Nocturne with a Line from Porchia

bureau

Nocturne with a Line from Porchia

Everything is nothing, but afterwards.
I rise and the moon disturbs the darkness,
revealing symbols, a few stolen words
on the bureau. Tomorrow I’ll express
my gratitude by disappearing be-
fore I’m found, which is to say goodbye
before hello, a paradigm for the
prepossessed. Compton tells us to imply
what’s missing, like Van Gogh or Bill Monroe,
but why listen to the dead before they’ve
stopped speaking? Unfortunately we throw
out the bad with the good, only to save
the worst. I return to bed, and the floor
spins. Nothing is everything, but before.

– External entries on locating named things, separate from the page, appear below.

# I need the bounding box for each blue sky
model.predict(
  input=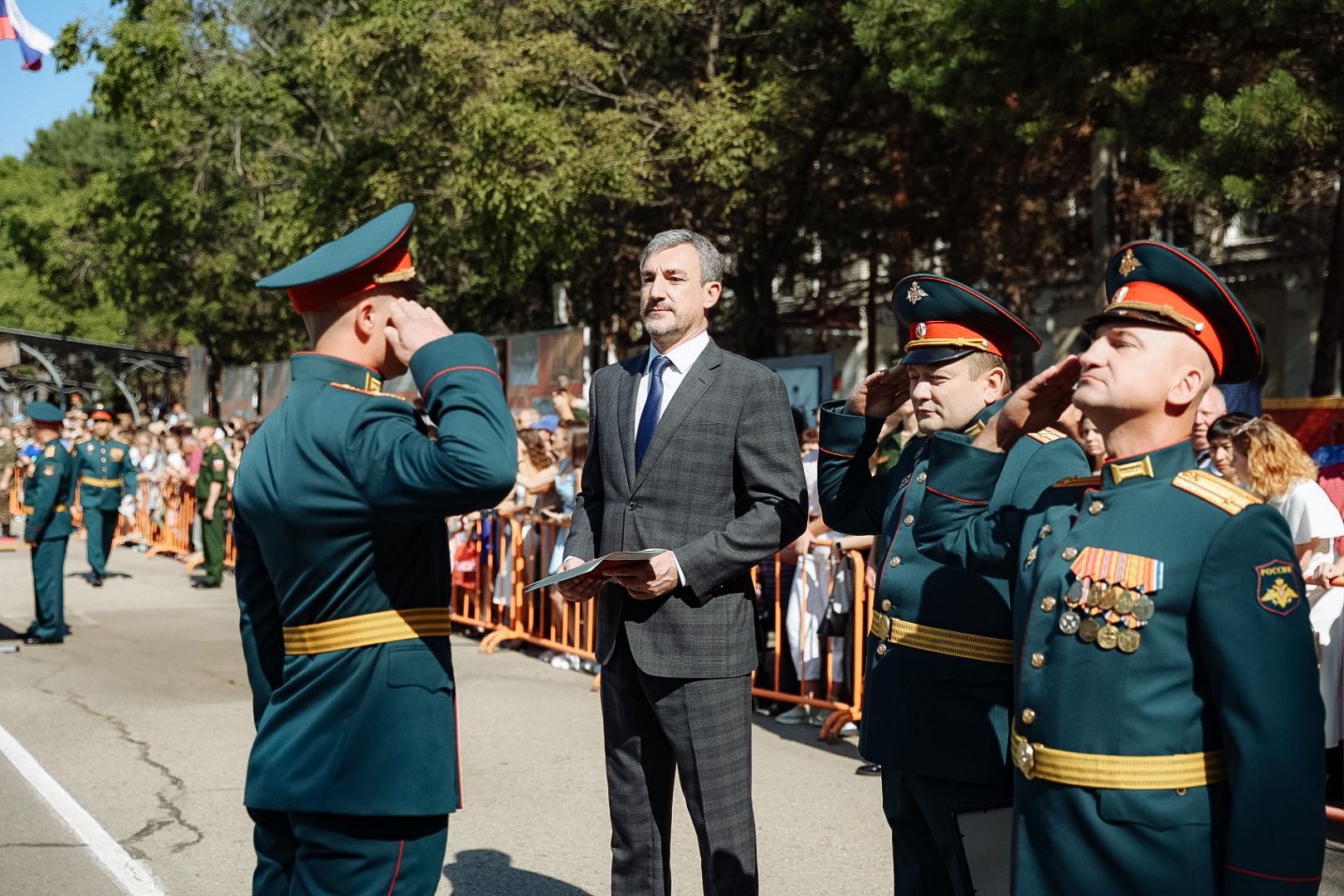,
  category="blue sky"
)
[0,0,110,156]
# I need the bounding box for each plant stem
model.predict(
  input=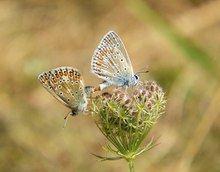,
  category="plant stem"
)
[128,159,134,172]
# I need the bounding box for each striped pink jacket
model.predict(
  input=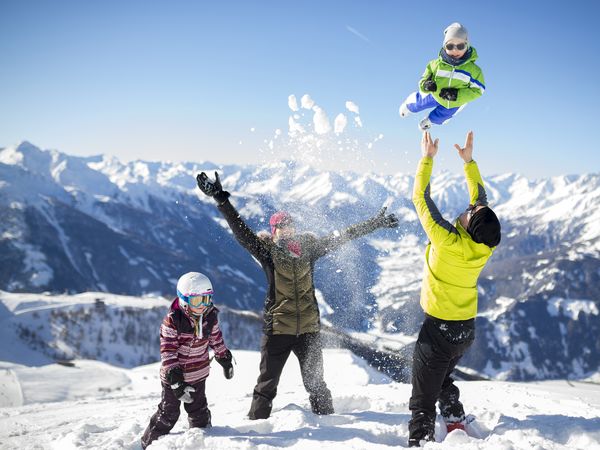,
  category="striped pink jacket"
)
[160,299,227,384]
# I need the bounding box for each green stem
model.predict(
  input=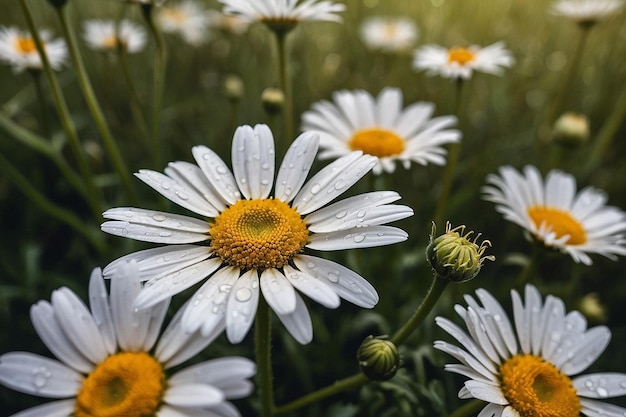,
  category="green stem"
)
[20,0,102,219]
[0,154,106,253]
[254,297,274,417]
[141,4,167,168]
[56,7,136,202]
[390,274,450,346]
[274,373,369,415]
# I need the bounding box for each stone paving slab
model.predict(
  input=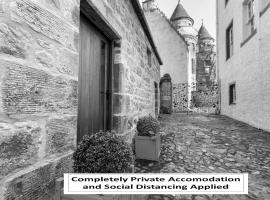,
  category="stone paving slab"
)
[63,114,270,200]
[135,114,270,200]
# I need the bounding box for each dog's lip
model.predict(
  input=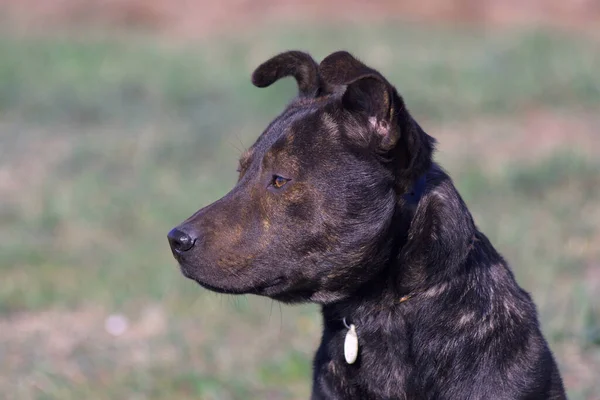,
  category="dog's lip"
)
[179,263,285,294]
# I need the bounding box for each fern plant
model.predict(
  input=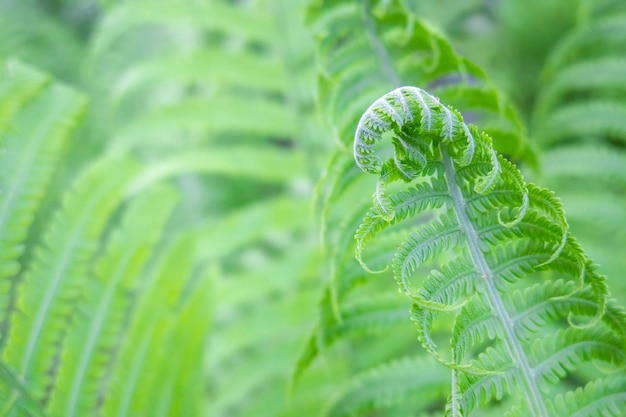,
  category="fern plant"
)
[354,87,626,416]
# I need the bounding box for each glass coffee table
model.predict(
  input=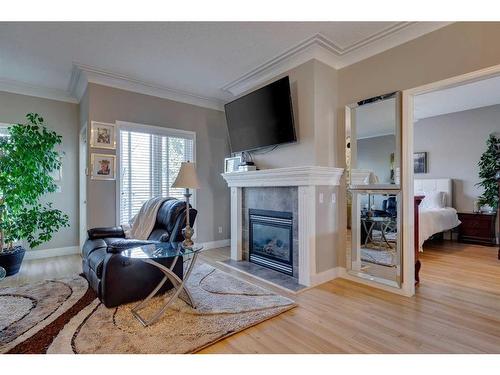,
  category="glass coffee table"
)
[121,242,203,327]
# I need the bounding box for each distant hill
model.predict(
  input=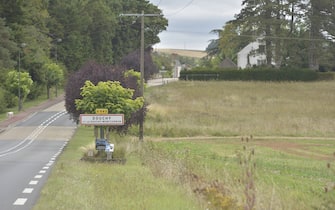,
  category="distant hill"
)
[154,49,207,58]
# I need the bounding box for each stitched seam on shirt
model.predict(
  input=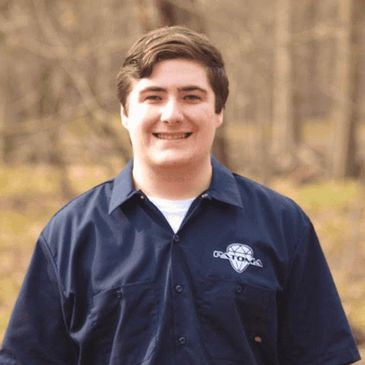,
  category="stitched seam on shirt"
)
[39,234,73,332]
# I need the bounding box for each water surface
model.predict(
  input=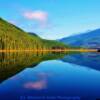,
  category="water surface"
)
[0,52,100,100]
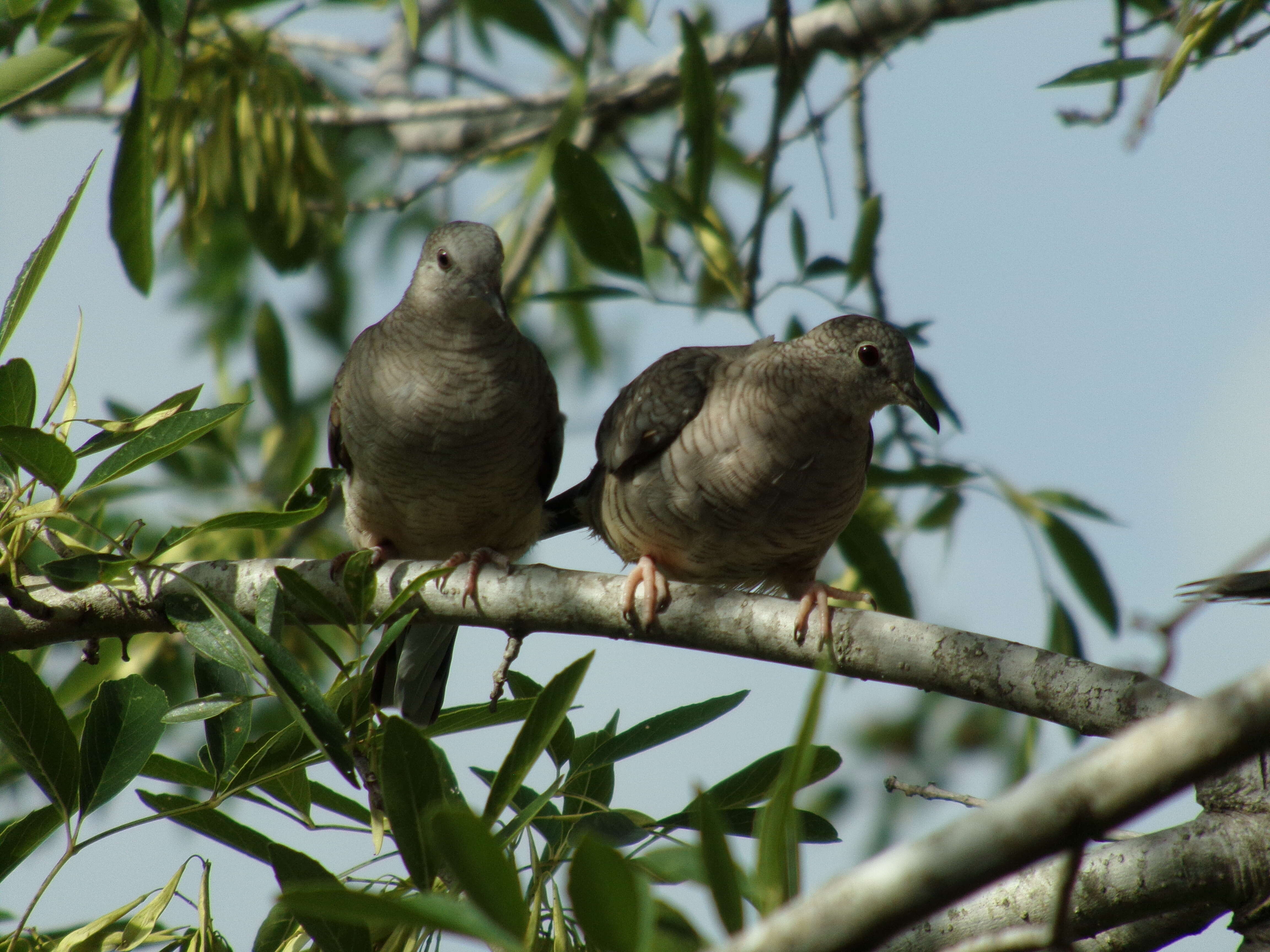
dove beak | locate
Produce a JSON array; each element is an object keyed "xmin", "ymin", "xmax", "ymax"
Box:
[{"xmin": 895, "ymin": 377, "xmax": 940, "ymax": 433}]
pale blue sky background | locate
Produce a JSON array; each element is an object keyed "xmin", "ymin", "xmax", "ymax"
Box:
[{"xmin": 0, "ymin": 0, "xmax": 1270, "ymax": 952}]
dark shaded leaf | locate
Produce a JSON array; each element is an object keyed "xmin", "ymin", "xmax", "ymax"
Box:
[
  {"xmin": 111, "ymin": 70, "xmax": 155, "ymax": 294},
  {"xmin": 575, "ymin": 691, "xmax": 749, "ymax": 773},
  {"xmin": 569, "ymin": 837, "xmax": 653, "ymax": 952},
  {"xmin": 269, "ymin": 843, "xmax": 371, "ymax": 952},
  {"xmin": 80, "ymin": 674, "xmax": 168, "ymax": 816},
  {"xmin": 551, "ymin": 140, "xmax": 644, "ymax": 278},
  {"xmin": 137, "ymin": 789, "xmax": 273, "ymax": 864},
  {"xmin": 679, "ymin": 13, "xmax": 718, "ymax": 212},
  {"xmin": 0, "ymin": 426, "xmax": 75, "ymax": 493},
  {"xmin": 80, "ymin": 404, "xmax": 243, "ymax": 490},
  {"xmin": 483, "ymin": 651, "xmax": 594, "ymax": 823},
  {"xmin": 430, "ymin": 807, "xmax": 530, "ymax": 935},
  {"xmin": 0, "ymin": 357, "xmax": 36, "ymax": 426},
  {"xmin": 1042, "ymin": 513, "xmax": 1120, "ymax": 635},
  {"xmin": 0, "ymin": 804, "xmax": 62, "ymax": 881},
  {"xmin": 1038, "ymin": 56, "xmax": 1166, "ymax": 89},
  {"xmin": 378, "ymin": 717, "xmax": 446, "ymax": 892},
  {"xmin": 697, "ymin": 793, "xmax": 746, "ymax": 935},
  {"xmin": 0, "ymin": 651, "xmax": 79, "ymax": 818}
]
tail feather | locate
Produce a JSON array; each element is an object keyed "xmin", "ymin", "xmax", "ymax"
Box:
[{"xmin": 372, "ymin": 622, "xmax": 458, "ymax": 727}]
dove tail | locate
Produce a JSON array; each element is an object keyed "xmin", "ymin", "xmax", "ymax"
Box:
[{"xmin": 372, "ymin": 622, "xmax": 458, "ymax": 727}]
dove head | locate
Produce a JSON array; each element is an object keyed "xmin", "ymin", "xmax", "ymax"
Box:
[
  {"xmin": 794, "ymin": 315, "xmax": 940, "ymax": 433},
  {"xmin": 407, "ymin": 221, "xmax": 507, "ymax": 317}
]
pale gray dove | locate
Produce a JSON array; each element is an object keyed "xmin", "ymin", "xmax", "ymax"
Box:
[
  {"xmin": 330, "ymin": 221, "xmax": 564, "ymax": 724},
  {"xmin": 547, "ymin": 316, "xmax": 940, "ymax": 637}
]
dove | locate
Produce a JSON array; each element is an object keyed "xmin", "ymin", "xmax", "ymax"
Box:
[{"xmin": 329, "ymin": 221, "xmax": 564, "ymax": 725}]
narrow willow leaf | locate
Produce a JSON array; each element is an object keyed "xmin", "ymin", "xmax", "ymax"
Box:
[
  {"xmin": 697, "ymin": 793, "xmax": 746, "ymax": 935},
  {"xmin": 575, "ymin": 691, "xmax": 749, "ymax": 773},
  {"xmin": 80, "ymin": 404, "xmax": 243, "ymax": 491},
  {"xmin": 429, "ymin": 807, "xmax": 530, "ymax": 935},
  {"xmin": 679, "ymin": 13, "xmax": 718, "ymax": 212},
  {"xmin": 269, "ymin": 843, "xmax": 371, "ymax": 952},
  {"xmin": 569, "ymin": 837, "xmax": 653, "ymax": 952},
  {"xmin": 1042, "ymin": 513, "xmax": 1120, "ymax": 635},
  {"xmin": 378, "ymin": 717, "xmax": 445, "ymax": 892},
  {"xmin": 551, "ymin": 140, "xmax": 644, "ymax": 279},
  {"xmin": 118, "ymin": 859, "xmax": 189, "ymax": 952},
  {"xmin": 1039, "ymin": 56, "xmax": 1165, "ymax": 89},
  {"xmin": 484, "ymin": 651, "xmax": 594, "ymax": 824},
  {"xmin": 0, "ymin": 805, "xmax": 62, "ymax": 881},
  {"xmin": 137, "ymin": 789, "xmax": 273, "ymax": 863},
  {"xmin": 111, "ymin": 70, "xmax": 155, "ymax": 294},
  {"xmin": 847, "ymin": 196, "xmax": 881, "ymax": 291},
  {"xmin": 80, "ymin": 674, "xmax": 168, "ymax": 816},
  {"xmin": 0, "ymin": 426, "xmax": 75, "ymax": 493},
  {"xmin": 282, "ymin": 889, "xmax": 522, "ymax": 952},
  {"xmin": 0, "ymin": 357, "xmax": 36, "ymax": 426},
  {"xmin": 0, "ymin": 653, "xmax": 79, "ymax": 818}
]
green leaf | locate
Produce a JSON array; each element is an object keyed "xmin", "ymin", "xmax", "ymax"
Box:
[
  {"xmin": 0, "ymin": 357, "xmax": 36, "ymax": 426},
  {"xmin": 790, "ymin": 209, "xmax": 806, "ymax": 272},
  {"xmin": 0, "ymin": 653, "xmax": 79, "ymax": 818},
  {"xmin": 190, "ymin": 586, "xmax": 357, "ymax": 787},
  {"xmin": 697, "ymin": 793, "xmax": 746, "ymax": 935},
  {"xmin": 1031, "ymin": 489, "xmax": 1115, "ymax": 523},
  {"xmin": 483, "ymin": 651, "xmax": 596, "ymax": 824},
  {"xmin": 753, "ymin": 672, "xmax": 828, "ymax": 915},
  {"xmin": 80, "ymin": 404, "xmax": 243, "ymax": 491},
  {"xmin": 163, "ymin": 696, "xmax": 249, "ymax": 724},
  {"xmin": 80, "ymin": 674, "xmax": 168, "ymax": 816},
  {"xmin": 423, "ymin": 698, "xmax": 533, "ymax": 737},
  {"xmin": 838, "ymin": 512, "xmax": 913, "ymax": 618},
  {"xmin": 0, "ymin": 155, "xmax": 96, "ymax": 353},
  {"xmin": 111, "ymin": 70, "xmax": 155, "ymax": 294},
  {"xmin": 269, "ymin": 843, "xmax": 371, "ymax": 952},
  {"xmin": 273, "ymin": 565, "xmax": 348, "ymax": 626},
  {"xmin": 0, "ymin": 804, "xmax": 62, "ymax": 881},
  {"xmin": 39, "ymin": 552, "xmax": 137, "ymax": 591},
  {"xmin": 75, "ymin": 385, "xmax": 203, "ymax": 457},
  {"xmin": 467, "ymin": 0, "xmax": 569, "ymax": 60},
  {"xmin": 569, "ymin": 837, "xmax": 653, "ymax": 952},
  {"xmin": 163, "ymin": 594, "xmax": 253, "ymax": 674},
  {"xmin": 253, "ymin": 306, "xmax": 295, "ymax": 420},
  {"xmin": 524, "ymin": 284, "xmax": 639, "ymax": 301},
  {"xmin": 551, "ymin": 140, "xmax": 644, "ymax": 279},
  {"xmin": 118, "ymin": 859, "xmax": 189, "ymax": 952},
  {"xmin": 847, "ymin": 196, "xmax": 881, "ymax": 291},
  {"xmin": 430, "ymin": 807, "xmax": 530, "ymax": 935},
  {"xmin": 575, "ymin": 691, "xmax": 749, "ymax": 773},
  {"xmin": 1038, "ymin": 56, "xmax": 1166, "ymax": 89},
  {"xmin": 282, "ymin": 889, "xmax": 521, "ymax": 952},
  {"xmin": 1042, "ymin": 513, "xmax": 1120, "ymax": 635},
  {"xmin": 378, "ymin": 717, "xmax": 446, "ymax": 892},
  {"xmin": 137, "ymin": 789, "xmax": 273, "ymax": 863},
  {"xmin": 0, "ymin": 426, "xmax": 75, "ymax": 493},
  {"xmin": 0, "ymin": 46, "xmax": 96, "ymax": 113},
  {"xmin": 679, "ymin": 13, "xmax": 718, "ymax": 212},
  {"xmin": 192, "ymin": 654, "xmax": 253, "ymax": 774}
]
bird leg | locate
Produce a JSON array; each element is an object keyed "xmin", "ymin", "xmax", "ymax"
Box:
[
  {"xmin": 437, "ymin": 546, "xmax": 512, "ymax": 608},
  {"xmin": 790, "ymin": 581, "xmax": 878, "ymax": 647},
  {"xmin": 622, "ymin": 556, "xmax": 671, "ymax": 628},
  {"xmin": 330, "ymin": 539, "xmax": 397, "ymax": 581}
]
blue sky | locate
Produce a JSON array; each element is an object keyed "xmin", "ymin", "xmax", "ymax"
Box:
[{"xmin": 0, "ymin": 0, "xmax": 1270, "ymax": 952}]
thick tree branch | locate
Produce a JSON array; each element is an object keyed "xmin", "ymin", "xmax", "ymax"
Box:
[
  {"xmin": 0, "ymin": 559, "xmax": 1189, "ymax": 735},
  {"xmin": 727, "ymin": 665, "xmax": 1270, "ymax": 952}
]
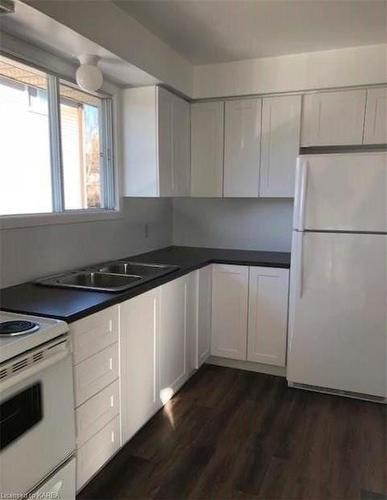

This first appeared in The Blue Hour Magazine in December 2014, and is also included in my chapbook, If Your Matter Could Reform. The line “Everything is nothing, but afterwards” comes from Antonio Porchia’s Voices, translated by W.S. Merwin. Porchia wrote one book in his lifetime, but what a book it was! Often described as a collection of aphorisms, Voices is so much more – each time I open the book, I find new meaning in old lines.

Vincent

22 thoughts on “Nocturne with a Line from Porchia

  1. “Unfortunately we throw
    out the bad with the good, only to save
    the worst.”

    Reminds me of what I was taught is a Spanish editor’s proverbial task: “The job of editing lies in sifting the wheat from the chaff, and throwing the wheat away.”

    Liked by 1 person

  2. A triple play. One of those wonderful rich poems, a perfectly matched visual image and a new writer for me to get to know. Thanks you Robert, you warmed up a frigid day.